Besonders stechen die theoretische Fundierung, die klare Gliederung und die stringente Darstellung heraus, die die Strukturen, Instrumentarien und zukünftigen Aufgaben der Vereinten Nationen deutlich nachvollziehbar machen.
Die den einzelnen Themen zugeordneten Leitfragen im Anhang eignen sich bestens für die universitäre Seminararbeit.
Nichtsdestoweniger gibt es kritikwürdige Punkte:
Zunächst sind die Kürzungen der UN-Charta im Anhang anzuführen, die sachlich nicht völlig nachvollziehbar sind.
Darüberhinaus wird durch auffällige Ungenauigkeit bei einigen historischen Angaben das Vertrauen in die übrigen diesbezüglichen Informationen untergraben.
Zudem sind im Abkürzungsverzeichnis sind durchaus nicht alle für das Textverständnis notwendigen Abkürzungen aufgelöst; es werden auch nicht-englische Abkürzungen nur in der englischen Auflösung angegeben.

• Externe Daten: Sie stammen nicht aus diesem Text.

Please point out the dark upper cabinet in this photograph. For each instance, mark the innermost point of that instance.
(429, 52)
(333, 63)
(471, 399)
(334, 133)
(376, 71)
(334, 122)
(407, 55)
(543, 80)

Leider birgt daneben das Literaturverzeichnis, mit dem die genaue Identifikation der zitierten Literatur ermöglicht werden sollte, etliche Unzuverlässigkeiten. So sind bei einigen Titeln zwar die Verfasser im Verzeichnis aufgeführt, aber das Erscheinungsdatum dort weicht von dem im Zitat ab.
Völlig unverständlich ist schließlich, dass Titel überhaupt nicht in der Literaturliste auftauchen. Damit entfällt die Möglichkeit, die angeführten Informationen in der Literatur nachprüfen zu können.
Insgesamt überwiegt der positive fachliche Eindruck: Den Verfassern zweifellos ein umfassend informatives Lehrbuch gelungen, an dem es inhaltlich nicht viel auszusetzen gibt. Allerdings wären die formalen Versäumnisse eine gründliche Überarbeitung wert (es handelt sich hier schon um die zweite Auflage). Gerade in einem Lehrbuch, das inhaltlich zweifellos ein Standardwerk ist, bleiben formale Standards verbindlich.